And it's literally impossible to even imagine all of the ramifications of
creating a sustainable civilization on Mars. Being able to manage, and ideally
control, atmospheric conditions is just scratching the surface. For instance
it would signal the beginning of the end of scarcity since suddenly we now
have effectively infinite land open up to colonization (as success on Mars
would not be the end of planetary colonization efforts, but the beginning),
infinite resources, and so much more. Again I think trying to imagine the
implications of this is akin to trying to imagine the implications of
computers - it's simply not possible in any meaningful way.

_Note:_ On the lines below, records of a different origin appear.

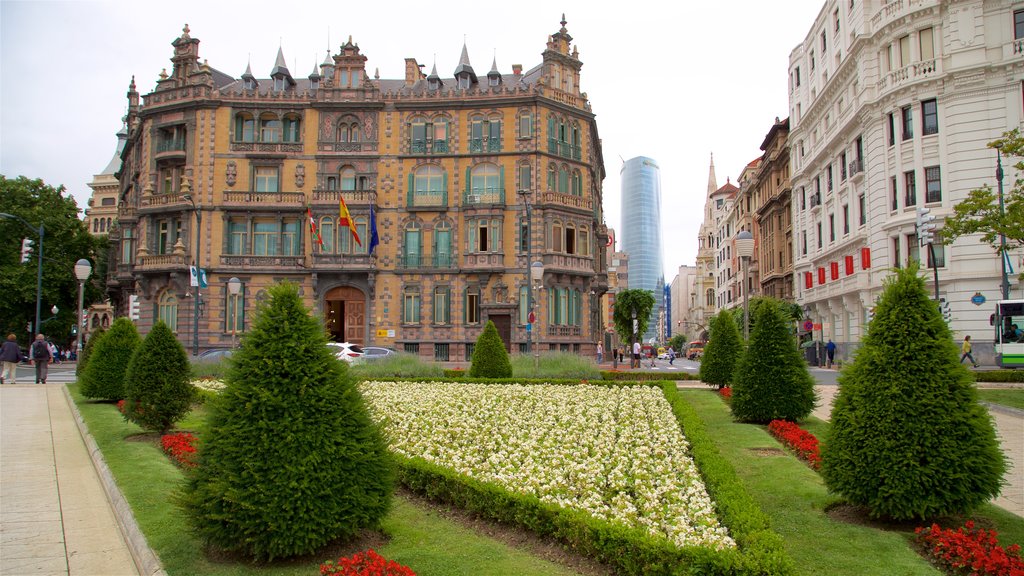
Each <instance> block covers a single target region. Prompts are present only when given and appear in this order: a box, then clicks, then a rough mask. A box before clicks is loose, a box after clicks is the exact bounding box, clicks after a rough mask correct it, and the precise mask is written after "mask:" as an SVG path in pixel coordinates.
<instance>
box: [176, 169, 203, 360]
mask: <svg viewBox="0 0 1024 576" xmlns="http://www.w3.org/2000/svg"><path fill="white" fill-rule="evenodd" d="M181 184H182V186H181V188H182V190H185V191H187V190H188V180H186V179H184V177H183V176H182V178H181ZM181 198H183V199H185V200H186V201H188V202H189V203H190V204H191V205H193V212H196V298H195V299H194V300H193V356H196V357H198V356H199V306H200V301H201V297H200V291H199V289H200V285H201V284H202V282H201V281H200V276H201V274H202V273H201V270H202V269H200V266H199V256H200V251H199V246H200V238H201V236H200V235H201V234H203V230H202V225H203V213H202V212H200V211H199V208H198V207H197V206H196V200H195V199H193V196H191V195H190V194H188V193H187V192H185V193H184V194H182V195H181Z"/></svg>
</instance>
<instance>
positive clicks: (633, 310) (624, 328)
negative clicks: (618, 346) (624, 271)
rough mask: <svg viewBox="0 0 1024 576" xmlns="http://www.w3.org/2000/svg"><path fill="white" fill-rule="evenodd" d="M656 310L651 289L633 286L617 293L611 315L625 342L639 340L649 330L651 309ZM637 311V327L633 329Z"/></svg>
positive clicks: (635, 340) (629, 341) (637, 341)
mask: <svg viewBox="0 0 1024 576" xmlns="http://www.w3.org/2000/svg"><path fill="white" fill-rule="evenodd" d="M652 310H654V295H653V294H651V292H650V290H641V289H639V288H633V289H630V290H623V291H622V292H618V293H617V294H615V311H614V314H613V315H612V317H611V320H612V322H613V323H614V325H615V331H616V332H618V336H620V337H621V338H622V340H623V341H624V342H638V341H640V340H639V338H640V337H642V336H643V333H644V332H646V331H647V323H648V322H649V320H650V311H652ZM634 312H635V313H636V319H637V329H636V331H635V332H634V330H633V314H634Z"/></svg>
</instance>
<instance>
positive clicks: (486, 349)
mask: <svg viewBox="0 0 1024 576" xmlns="http://www.w3.org/2000/svg"><path fill="white" fill-rule="evenodd" d="M469 375H470V376H477V377H480V378H511V377H512V361H511V360H510V359H509V353H508V351H507V349H505V342H503V341H502V337H501V336H499V335H498V328H496V327H495V323H494V322H492V321H489V320H488V321H487V325H486V326H485V327H484V328H483V332H481V333H480V336H479V337H478V338H476V345H474V346H473V358H472V364H471V365H470V367H469Z"/></svg>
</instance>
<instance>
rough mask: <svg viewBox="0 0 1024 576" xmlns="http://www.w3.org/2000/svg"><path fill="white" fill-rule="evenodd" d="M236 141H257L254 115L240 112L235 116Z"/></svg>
mask: <svg viewBox="0 0 1024 576" xmlns="http://www.w3.org/2000/svg"><path fill="white" fill-rule="evenodd" d="M234 141H237V142H253V141H256V121H255V120H253V115H252V114H249V113H247V112H240V113H238V114H236V115H234Z"/></svg>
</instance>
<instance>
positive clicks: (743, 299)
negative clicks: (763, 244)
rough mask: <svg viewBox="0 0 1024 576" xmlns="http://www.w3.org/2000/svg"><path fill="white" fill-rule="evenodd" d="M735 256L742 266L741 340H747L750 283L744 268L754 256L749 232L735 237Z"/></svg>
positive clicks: (752, 245)
mask: <svg viewBox="0 0 1024 576" xmlns="http://www.w3.org/2000/svg"><path fill="white" fill-rule="evenodd" d="M735 243H736V255H737V256H739V259H740V261H741V262H742V264H743V281H742V288H741V289H742V291H743V340H744V341H745V340H749V339H750V336H751V321H750V317H749V314H750V313H749V311H748V307H746V306H748V303H746V292H748V284H749V283H750V282H749V280H748V278H746V274H748V272H746V268H748V265H749V264H750V260H751V256H753V255H754V235H753V234H751V233H750V232H749V231H745V230H744V231H741V232H740V233H739V234H737V235H736V241H735Z"/></svg>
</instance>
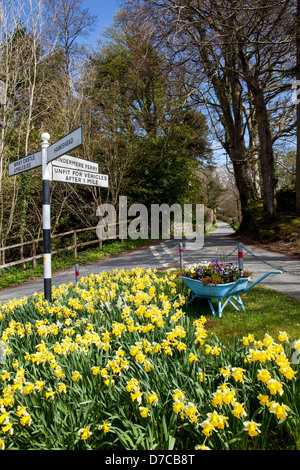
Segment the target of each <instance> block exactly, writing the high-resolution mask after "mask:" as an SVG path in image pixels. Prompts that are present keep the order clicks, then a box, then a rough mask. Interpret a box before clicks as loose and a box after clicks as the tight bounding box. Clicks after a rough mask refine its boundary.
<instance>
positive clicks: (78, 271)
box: [75, 264, 79, 284]
mask: <svg viewBox="0 0 300 470" xmlns="http://www.w3.org/2000/svg"><path fill="white" fill-rule="evenodd" d="M75 282H76V284H78V282H79V264H75Z"/></svg>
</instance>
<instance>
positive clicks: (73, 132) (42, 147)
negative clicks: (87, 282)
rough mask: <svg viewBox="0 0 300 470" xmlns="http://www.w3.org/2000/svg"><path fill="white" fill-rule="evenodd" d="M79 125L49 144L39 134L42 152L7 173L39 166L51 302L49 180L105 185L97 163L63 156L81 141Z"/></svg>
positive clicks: (43, 135)
mask: <svg viewBox="0 0 300 470" xmlns="http://www.w3.org/2000/svg"><path fill="white" fill-rule="evenodd" d="M82 134H83V133H82V127H79V128H78V129H75V131H73V132H71V133H70V134H68V135H66V136H65V137H63V138H62V139H60V140H58V141H57V142H55V143H54V144H52V145H50V144H49V140H50V135H49V134H48V133H47V132H45V133H43V134H42V151H41V152H37V153H34V154H32V155H28V156H27V157H24V158H21V159H19V160H16V161H15V162H12V163H10V164H9V171H8V172H9V176H15V175H17V174H19V173H22V172H23V171H28V170H31V169H33V168H37V167H38V166H41V167H42V182H43V249H44V296H45V300H48V302H51V301H52V269H51V218H50V182H51V181H62V182H66V183H75V184H83V185H88V186H97V187H99V188H100V187H103V188H107V187H108V176H107V175H101V174H99V173H98V171H99V166H98V164H97V163H93V162H89V161H87V160H83V159H81V158H75V157H72V156H70V155H66V152H70V151H71V150H73V149H75V148H76V147H79V146H80V145H82V143H83V136H82Z"/></svg>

But the great thing is that we live in a free society. So everybody is free to
pursue their own vision. Plant a tree, build a spaceship, work on carbon
scrubbing, or whatever else you personally think is a good idea. This is
perhaps the one very good thing about the rise of mega-wealth. At one time
you'd need governments to build and develop spaceships - governments whose
ideology, views, and values tend to take a 180 every decade, if not less. For
instance Nixon killed the space program in no small part because of a personal
animosity he had with JFK, one that his death apparently did little to sate.
And in modern times government space ships like the SLS are 90% pork barrel
and 10% real. Yet now in an era where many private companies revenues exceeds
the GDP of small nations (and accords corresponding private wealth), space is
just becoming another industry.

[1] -
[https://en.wikipedia.org/wiki/ENIAC](https://en.wikipedia.org/wiki/ENIAC)

------
scarejunba
Article has very little to do with title. The title is clearly intended to be
clickbait.